Home International UN Security Council withholds involvement in temple conflict

UN Security Council withholds involvement in temple conflict


New York : The UN Security Council Monday asked South-East Asian nations to work out a solution to the Thai-Cambodian conflict over the site of a centuries-old Hindu temple, in an apparent rebuff of demands for the UN to become directly involved.

The council gave support to “active efforts” of the Association of Southeast Asian Nations (ASEAN), which has scheduled a ministerial meeting later this month in Jakarta to seek a settlement, including a permanent ceasefire along the Thai-Cambodian border.

Some Security Council members had considered fresh Thai-Cambodian fighting near the 1,000-year-old Hindu Preah Vihear Temple a matter between the two countries and not an issue of international peace and security requiring its intervention. Both Thai and Cambodian foreign ministers, who appeared before the council in New York, agreed that ASEAN is the third party to mediate the conflict.

“The members of the UN Security Council expressed their grave concern about the recent armed clashes between Cambodia and Thailand,” Brazilian Ambassador Maria Luiza Ribeiro Viotti, the council president, said in a statement following the meeting.

Viotti said the council called on both sides to exercise “maximum restraint and avoid any action that may aggravate the situation”.

“The members of the Security Council further urged the parties to establish a permanent ceasefire and to implement it fully and resolve the situation peacefully and through effective dialogue,” Viotti said.

She told reporters that the council meeting was aimed at supporting “bilateral and regional mediation efforts” rather than involving the council in the conflict resolution.

“The idea is to work in synergy with regional efforts, and right now regional effort is in full force,” Viotti said.

She noted that Thai and Cambodian officials each showed maps to the council to defend their cases and the geographical circumstances that had led to the fighting.

Indonesian Foreign Minister Marty Natalegawa told reporters that the council meeting gave him “much more optimism” than before he came to New York.

He said both Thai Foreign Minister Kasit Piromya and Cambodian Foreign Minister Hor Namhong had “loudly and clearly” voiced support for dialogue and a peaceful resolution during the closed-door meeting.

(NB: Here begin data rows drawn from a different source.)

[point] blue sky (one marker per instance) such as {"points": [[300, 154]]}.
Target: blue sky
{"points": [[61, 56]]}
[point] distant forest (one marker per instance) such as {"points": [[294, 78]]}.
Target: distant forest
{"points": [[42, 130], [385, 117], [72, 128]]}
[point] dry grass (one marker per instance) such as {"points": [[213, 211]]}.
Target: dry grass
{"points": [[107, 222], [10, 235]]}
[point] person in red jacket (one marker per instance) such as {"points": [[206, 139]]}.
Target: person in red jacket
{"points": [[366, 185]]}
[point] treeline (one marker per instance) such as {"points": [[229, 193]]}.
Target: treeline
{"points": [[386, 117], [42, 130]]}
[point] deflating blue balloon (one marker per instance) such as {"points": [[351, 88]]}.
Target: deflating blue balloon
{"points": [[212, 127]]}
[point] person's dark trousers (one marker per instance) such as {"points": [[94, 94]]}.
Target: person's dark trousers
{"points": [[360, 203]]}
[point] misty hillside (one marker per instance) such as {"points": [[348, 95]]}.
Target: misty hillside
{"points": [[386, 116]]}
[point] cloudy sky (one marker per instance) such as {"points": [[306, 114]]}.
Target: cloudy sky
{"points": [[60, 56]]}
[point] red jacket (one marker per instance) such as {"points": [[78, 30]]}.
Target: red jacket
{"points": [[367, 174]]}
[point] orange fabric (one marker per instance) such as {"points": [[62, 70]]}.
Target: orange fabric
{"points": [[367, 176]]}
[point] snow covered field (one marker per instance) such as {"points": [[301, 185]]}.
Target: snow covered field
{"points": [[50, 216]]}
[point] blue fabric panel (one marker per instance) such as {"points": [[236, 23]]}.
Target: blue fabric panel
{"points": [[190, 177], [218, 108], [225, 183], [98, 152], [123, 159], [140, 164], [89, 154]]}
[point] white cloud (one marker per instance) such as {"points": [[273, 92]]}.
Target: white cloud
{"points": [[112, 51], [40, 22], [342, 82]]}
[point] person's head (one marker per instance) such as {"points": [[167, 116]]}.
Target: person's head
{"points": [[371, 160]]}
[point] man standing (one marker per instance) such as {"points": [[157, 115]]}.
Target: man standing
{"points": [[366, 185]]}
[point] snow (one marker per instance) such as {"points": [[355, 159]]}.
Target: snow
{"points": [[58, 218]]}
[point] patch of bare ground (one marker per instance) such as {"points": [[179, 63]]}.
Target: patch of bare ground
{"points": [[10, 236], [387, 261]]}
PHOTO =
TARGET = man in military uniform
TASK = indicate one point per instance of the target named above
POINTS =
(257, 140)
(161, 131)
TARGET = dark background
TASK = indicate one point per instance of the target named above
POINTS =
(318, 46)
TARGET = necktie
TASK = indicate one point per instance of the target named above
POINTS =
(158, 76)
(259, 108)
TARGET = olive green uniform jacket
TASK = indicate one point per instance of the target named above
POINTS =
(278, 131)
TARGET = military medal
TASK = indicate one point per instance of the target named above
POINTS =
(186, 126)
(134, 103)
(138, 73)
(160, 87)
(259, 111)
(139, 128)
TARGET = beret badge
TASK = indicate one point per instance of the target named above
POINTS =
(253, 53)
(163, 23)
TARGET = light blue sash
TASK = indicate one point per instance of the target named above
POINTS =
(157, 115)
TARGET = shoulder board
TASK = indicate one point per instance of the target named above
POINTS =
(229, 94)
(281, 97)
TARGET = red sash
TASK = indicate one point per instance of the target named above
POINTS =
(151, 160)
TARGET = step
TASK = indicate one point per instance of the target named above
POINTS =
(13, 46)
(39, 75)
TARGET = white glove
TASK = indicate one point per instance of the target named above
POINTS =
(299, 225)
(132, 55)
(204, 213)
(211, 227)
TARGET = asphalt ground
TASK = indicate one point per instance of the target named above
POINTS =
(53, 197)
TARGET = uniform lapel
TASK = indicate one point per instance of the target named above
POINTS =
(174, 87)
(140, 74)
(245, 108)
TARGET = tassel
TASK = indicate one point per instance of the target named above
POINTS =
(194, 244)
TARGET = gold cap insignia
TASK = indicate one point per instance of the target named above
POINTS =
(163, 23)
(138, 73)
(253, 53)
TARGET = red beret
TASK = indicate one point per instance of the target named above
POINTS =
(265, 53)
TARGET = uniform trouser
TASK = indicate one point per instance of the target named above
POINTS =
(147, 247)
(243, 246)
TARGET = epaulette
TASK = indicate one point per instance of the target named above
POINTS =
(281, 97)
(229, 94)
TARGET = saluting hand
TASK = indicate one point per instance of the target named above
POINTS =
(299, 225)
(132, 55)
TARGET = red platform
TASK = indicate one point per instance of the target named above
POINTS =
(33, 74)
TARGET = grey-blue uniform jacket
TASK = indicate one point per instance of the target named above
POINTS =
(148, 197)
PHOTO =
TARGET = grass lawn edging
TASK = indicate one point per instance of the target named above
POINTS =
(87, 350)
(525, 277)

Natalegawa said there was “clear support” by council members and the two parties for dialogue, a permanent ceasefire and the ASEAN role in the conflict. He said currently the ceasefire is holding.

“The issue here is to extract a clear commitment from Thailand and Cambodia for a peaceful resolution,” Natalegawa said, indicating that the ASEAN meeting would put pressure on the two countries to accept a resolution. He said Kasit and Hor had “professed peaceful intent” before the council and that Jakarta should “flesh it out”.

Kasit told reporters at UN headquarters that his country and Cambodia have “so much in common” that they should resolve the conflict and move on. Thailand has provided development assistance to Cambodia and will continue to do so, he said.

“We did not shoot first – we responded,” Kasit said.

He denied that Thai troops had used cluster bombs against Cambodia.

But Hor Namhong accused Thailand of “aggression,” saying that military experts had evidence that cluster munitions were used, in violation of an international convention banning the practise.

Hor, who last week sent a letter demanding Security Council intervention in the fighting, said after the meeting that ASEAN will be the third-party mediator in the conflict.

The UN Educational, Scientific and Cultural Organization designated the Preah Vihear Temple a World Heritage site in 2008. The bone of contention remains the 4.6-square-km plot of land near the site, which is claimed by both Thailand and Cambodia.

The International Court of Justice ruled in 1962 that the temple belonged to Cambodia, but said nothing about the land. UNESCO’s decision to give international status to the temple in 2008 fuelled the dispute between the two countries.